Jean-Paul recommended that (and I hope am paraphrasing accurately here), rather than get distracted by the extensive background information that I sketched out in my (inordinately detailed) essay outline, most of which was not directly pertinent to the question, I should focus instead on the particular sections dealing with the ‘tensions’ and their resolution, with reference to a Post-Structuralist reading of Buren’s work through Foucault and Lyotard. Foucault would allow me to sketch out the challenges to enlightenment and post-enlightenment projects that Buren could be seen to exemplify, and Lyotard the specifically Post-Modern position which Buren inhabits.

Jean-Paul also mentioned that Lyotard himself created/curated the exhibition Les Immatériaux at the Centre George Pompidou, and that I could investigate how this helps us to understand his philosophical engagement with Buren and from there Buren’s own work.

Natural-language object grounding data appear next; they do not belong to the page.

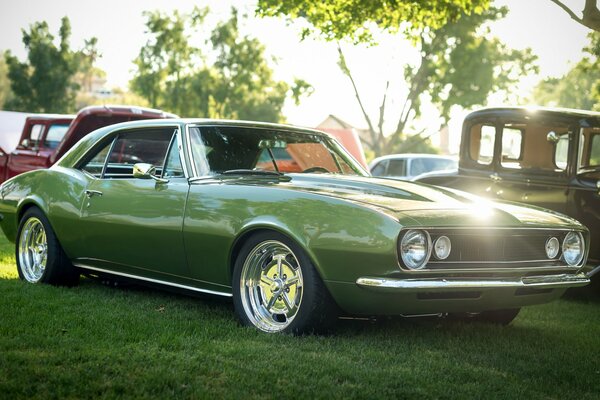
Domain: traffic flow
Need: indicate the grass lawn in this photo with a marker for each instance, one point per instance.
(102, 342)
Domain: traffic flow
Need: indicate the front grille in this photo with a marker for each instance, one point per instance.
(496, 248)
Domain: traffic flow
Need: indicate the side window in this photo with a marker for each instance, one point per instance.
(595, 151)
(589, 153)
(143, 146)
(95, 165)
(129, 148)
(379, 168)
(561, 152)
(512, 147)
(396, 168)
(173, 167)
(481, 145)
(35, 136)
(55, 135)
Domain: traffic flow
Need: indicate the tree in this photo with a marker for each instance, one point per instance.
(231, 80)
(354, 19)
(44, 82)
(590, 17)
(573, 89)
(460, 63)
(5, 92)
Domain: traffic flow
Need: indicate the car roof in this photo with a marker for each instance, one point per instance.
(533, 111)
(407, 156)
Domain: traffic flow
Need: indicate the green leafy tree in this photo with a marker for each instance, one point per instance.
(229, 78)
(573, 89)
(590, 15)
(460, 64)
(355, 19)
(5, 92)
(44, 83)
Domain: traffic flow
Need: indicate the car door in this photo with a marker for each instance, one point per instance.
(533, 163)
(26, 156)
(134, 225)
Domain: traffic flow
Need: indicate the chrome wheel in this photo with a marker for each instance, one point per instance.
(271, 286)
(33, 250)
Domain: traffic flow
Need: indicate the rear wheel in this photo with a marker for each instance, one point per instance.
(39, 256)
(277, 289)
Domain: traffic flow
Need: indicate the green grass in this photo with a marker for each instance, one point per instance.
(102, 342)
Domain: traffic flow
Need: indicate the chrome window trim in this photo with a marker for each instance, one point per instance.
(365, 171)
(486, 268)
(142, 278)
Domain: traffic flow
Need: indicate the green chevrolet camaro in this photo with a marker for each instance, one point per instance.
(284, 221)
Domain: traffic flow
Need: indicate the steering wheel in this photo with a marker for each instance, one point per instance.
(316, 169)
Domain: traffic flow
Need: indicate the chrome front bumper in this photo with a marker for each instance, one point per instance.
(457, 284)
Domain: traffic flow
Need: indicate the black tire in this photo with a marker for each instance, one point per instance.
(315, 312)
(500, 317)
(40, 257)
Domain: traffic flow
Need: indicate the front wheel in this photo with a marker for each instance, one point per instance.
(277, 289)
(39, 256)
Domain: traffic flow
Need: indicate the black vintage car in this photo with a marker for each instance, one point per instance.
(544, 157)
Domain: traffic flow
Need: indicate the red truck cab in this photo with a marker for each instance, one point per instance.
(46, 137)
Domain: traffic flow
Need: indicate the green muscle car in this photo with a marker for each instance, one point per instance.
(286, 222)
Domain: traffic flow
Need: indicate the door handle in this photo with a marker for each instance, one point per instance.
(495, 177)
(92, 193)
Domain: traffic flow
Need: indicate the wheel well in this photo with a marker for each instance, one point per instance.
(239, 242)
(24, 209)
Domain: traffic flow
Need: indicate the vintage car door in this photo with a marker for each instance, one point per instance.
(534, 162)
(133, 225)
(584, 202)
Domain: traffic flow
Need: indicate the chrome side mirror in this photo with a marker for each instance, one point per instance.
(552, 137)
(146, 171)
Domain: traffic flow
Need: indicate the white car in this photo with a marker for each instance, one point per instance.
(408, 166)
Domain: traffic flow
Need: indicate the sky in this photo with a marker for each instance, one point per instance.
(119, 26)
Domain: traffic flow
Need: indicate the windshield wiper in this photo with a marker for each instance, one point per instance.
(253, 172)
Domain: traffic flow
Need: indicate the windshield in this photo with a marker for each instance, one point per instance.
(219, 149)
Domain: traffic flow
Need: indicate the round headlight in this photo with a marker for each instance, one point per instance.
(552, 246)
(442, 247)
(573, 248)
(415, 248)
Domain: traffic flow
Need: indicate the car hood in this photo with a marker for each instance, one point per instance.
(420, 204)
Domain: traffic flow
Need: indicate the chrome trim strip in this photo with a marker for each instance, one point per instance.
(451, 284)
(589, 274)
(177, 285)
(487, 266)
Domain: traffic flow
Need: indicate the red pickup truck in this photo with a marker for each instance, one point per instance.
(46, 137)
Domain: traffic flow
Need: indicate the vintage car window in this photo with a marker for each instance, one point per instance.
(396, 167)
(590, 148)
(173, 167)
(535, 147)
(595, 151)
(512, 146)
(55, 135)
(561, 152)
(95, 165)
(218, 149)
(481, 144)
(422, 165)
(140, 146)
(379, 169)
(35, 136)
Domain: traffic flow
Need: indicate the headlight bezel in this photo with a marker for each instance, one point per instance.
(582, 251)
(558, 244)
(408, 235)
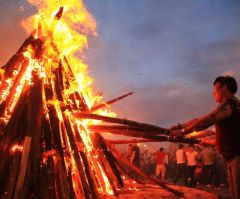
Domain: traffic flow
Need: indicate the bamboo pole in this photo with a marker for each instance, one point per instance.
(23, 167)
(143, 126)
(103, 105)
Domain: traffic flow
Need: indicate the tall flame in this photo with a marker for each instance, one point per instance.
(52, 57)
(70, 34)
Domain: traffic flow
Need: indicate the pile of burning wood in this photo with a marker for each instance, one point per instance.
(51, 140)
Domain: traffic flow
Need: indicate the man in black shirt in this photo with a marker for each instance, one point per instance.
(226, 118)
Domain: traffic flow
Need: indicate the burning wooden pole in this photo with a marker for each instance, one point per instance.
(100, 106)
(143, 126)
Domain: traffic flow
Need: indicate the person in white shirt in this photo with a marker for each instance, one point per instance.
(209, 167)
(192, 157)
(181, 165)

So, following some further research and thought, here are a couple of possible routes that I could take.

1. Buren v. Lyotard

Plotting a trajectory from Buren’s writings in the early ’70’s, through Lyotard’s readings of his works to Buren’s later piece Why Write?4. I may be reading too much into this later piece, but it may be possible here to see Buren rejecting Lyotard’s (among other critic’s) engagement with his work.

(By the way, I’ve been trying to get hold of an English translation of the text Why Texts? (« Pourquoi des textes, ou le lieu d’où j’interviens », 1973) published in Buren’s book Five Texts (1974) – if anyone’s seen a version could you leave a comment? Thanks)

2. Buren v. a new generation

If the above (the supposed proposition by Lyotard and reaction by Buren) is not a tenable position, then I’d like to look at how the critical reception of Buren’s practice has changed since the ’70’s.

It’s perhaps unfair to take a single work out of it’s context within the panorama of Buren’s oeuvre (I would obviously have to explain the arguments for why this is the case), but starting from his recent show in Oxford, I would discuss this particular piece’s functions and how it (and they) relates to his other work.

But I would also look at how his work has fared with respect to the work of younger artists and their engagement with institutions (I’m thinking in particular of Olafur Eliasson as he has discussed the state of Institutional Critique with Buren). It might be interesting to investigate the notion of the museum and work of art as a social/public space, using Frazer Ward’s The Haunted Museum: Institutional Critique and Publicity5 as a point of departure.

I await Jean-Paul’s response.

  1. BUREN, Daniel (1975). Function of Architecture: Notes on work in connection with the places where it is installed. Taken between 1967 and 1975. Some of which are specially summarized here for the September/October 1975 edition of Studio International. Studio International, no. (Sep–Oct). pp. 124–125.
  2. LYOTARD, Jean-François (1979). Preliminary Notes on the Pragmatic of Works: Daniel Buren. October vol. 10 (Autumn). pp. 59–67.
  3. LYOTARD, Jean-François (1981). The Works and Writings of Daniel Buren: An Introduction to the Philosophy of Contemporary Art. Artforum International no. 19 (February). pp. 56–64.
  4. BUREN, Daniel (1982). Why Write? Art Journal, vol. 42, no. 2 (Summer). pp.108–109.
  5. WARD, Frazer (1995). The Haunted Museum: Institutional Critique and Publicity. October vol. 73 (Summer). pp. 71–89.